After Preacher Horrox had said grace over the bowls of turtle soup & invoked God’s blessing on his new business venture with Cpt. Molyneux, he sermonized upon a much-beloved topic as we ate. “I have always unswervingly held, that God, in our Civilizing World, manifests himself not in the Miracles of the Biblical Age, but in Progress. It is Progress that leads Humanity up the ladder towards the Godhead. No Jacob’s Ladder this, no, but rather ‘Civilization’s Ladder,’ if you will. Highest of all the races on this ladder stands the Anglo-Saxon. The Latins are a rung or two below. Lower still are Asiatics—a hardworking race, none can deny, yet lacking our Aryan bravery. Sinologists insist they once aspired to greatness, but where is your yellow-hued Shakespeare, eh, or your almond-eyed da Vinci? Point made, point taken. Lower down, we have the Negro. Good-tempered ones may be trained to work profitably, though a rumbunctious one is the Devil incarnate! The American Indian, too, is capable of useful chores on the Californian barrios, is that not so, Mr. Ewing?”
I said ’tis so.
“Now, our Polynesian. The visitor to Tahiti, O-hawaii, or Bethlehem for that matter, will concur that the Pacific Islander may, with careful instruction, acquire the ‘A-B-C’ of literacy, numeracy & piety, thereby surpassing the Negroes to rival Asiatics in industriousness.”
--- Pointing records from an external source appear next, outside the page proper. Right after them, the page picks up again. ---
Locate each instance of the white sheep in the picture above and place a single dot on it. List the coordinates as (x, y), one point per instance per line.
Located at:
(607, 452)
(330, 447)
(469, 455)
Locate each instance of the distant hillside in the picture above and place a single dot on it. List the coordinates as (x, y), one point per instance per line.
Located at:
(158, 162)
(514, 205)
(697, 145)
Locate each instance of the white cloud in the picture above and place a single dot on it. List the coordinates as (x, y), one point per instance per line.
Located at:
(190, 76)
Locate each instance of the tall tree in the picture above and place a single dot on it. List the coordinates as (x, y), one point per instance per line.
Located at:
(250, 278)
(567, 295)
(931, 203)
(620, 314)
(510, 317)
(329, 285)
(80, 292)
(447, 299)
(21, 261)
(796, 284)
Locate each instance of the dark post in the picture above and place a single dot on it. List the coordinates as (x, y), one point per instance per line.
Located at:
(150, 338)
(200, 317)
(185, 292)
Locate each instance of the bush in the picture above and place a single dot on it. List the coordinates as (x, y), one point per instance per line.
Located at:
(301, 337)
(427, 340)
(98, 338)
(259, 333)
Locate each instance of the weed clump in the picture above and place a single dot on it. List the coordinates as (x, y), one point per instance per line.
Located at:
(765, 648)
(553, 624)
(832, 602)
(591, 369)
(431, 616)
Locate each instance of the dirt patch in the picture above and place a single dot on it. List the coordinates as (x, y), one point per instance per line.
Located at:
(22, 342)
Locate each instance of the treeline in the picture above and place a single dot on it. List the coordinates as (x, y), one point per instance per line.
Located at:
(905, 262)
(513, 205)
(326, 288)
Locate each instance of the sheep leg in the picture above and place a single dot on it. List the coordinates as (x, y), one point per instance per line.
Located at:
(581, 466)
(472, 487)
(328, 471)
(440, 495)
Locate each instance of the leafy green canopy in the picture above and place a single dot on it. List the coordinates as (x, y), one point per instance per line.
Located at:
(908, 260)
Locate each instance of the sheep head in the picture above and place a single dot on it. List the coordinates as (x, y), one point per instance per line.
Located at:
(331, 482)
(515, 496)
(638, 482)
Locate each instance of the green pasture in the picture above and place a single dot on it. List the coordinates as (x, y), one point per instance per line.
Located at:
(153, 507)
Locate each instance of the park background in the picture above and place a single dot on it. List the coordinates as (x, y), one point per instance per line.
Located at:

Henry interrupted to note that the Maori have risen to the “D-E-F” of mercantilism, diplomacy & colonialism.
“Proves my point. Last, lowest & least come those ‘Irreclaimable Races,’ the Australian Aboriginals, Patagonians, various African peoples &c., just one rung up from the great apes & so obdurate to Progress that, like mastodons & mammoths, I am afraid a speedy ‘knocking off the ladder’—after their cousins, the Guanches, Canary Islanders & Tasmanians—is the kindest prospect.”
“You mean”—Cpt. Molyneux finished his soup—“extinction?”
“I do, Captain, I do. Nature’s Law & Progress move as one. Our own century shall witness humanity’s tribes fulfill those prophecies writ in their racial traits. The superior shall relegate the overpopulous savages to their natural numbers. Unpleasant scenes may ensue, but men of intellectual courage must not flinch. A glorious order shall follow, when all races shall know & aye, embrace, their place in God’s ladder of civilization. Bethlehem Bay offers a glimpse of the coming dawn.”
“Amen to that, Preacher,” replied Cpt. Molyneux. One Mr. Gosling (fiancé of Preacher Horrox’s eldest daughter) wrung his hands in oleaginous admiration. “If I dare be so bold, sir, it strikes me as almost . . . yes, a deprivation to let your theorem go unpublished, sir. ‘The Horrox Ladder of Civilization’ would set the Royal Society alight!”
Preacher Horrox said, “No, Mr. Gosling, my work is here. The Pacific must find itself another Descartes, another Cuvier.”
“Wise of you, Preacher”—Henry clapped a flying insect & examined its remains—“to keep your theory to yourself.”
Our host could not conceal his irritation. “How so?”
“Why, under scrutiny it is obvious a ‘theorem’ is redundant when a simple law suffices.”
“What law would that be, sir?”
“The first of ‘Goose’s Two Laws of Survival.’ It runs thus, ‘The weak are meat the strong do eat.’ ”
“But your ‘simple law’ is blind to the fundamental mystery, ‘Why do White races hold dominion over the world?’ ”
Henry chuckled & loaded an imaginary musket, aimed down its barrel, narrowed his eye, then startled the company with a “Bang! Bang! Bang! See? Got him before he blew his blowpipe!”
Mrs. Derbyshire uttered a dismayed “Oh!”
Henry shrugged. “Where is the fundamental mystery?”
Preacher Horrox had lost his good humour. “Your implication is that White races rule the globe not by divine grace but by the musket? But such an assertion is merely the same mystery dressed up in borrowed clothes! How is it that the musket came to the White man & not, say, the Esquimeau or the Pygmy, if not by august will of the Almighty?”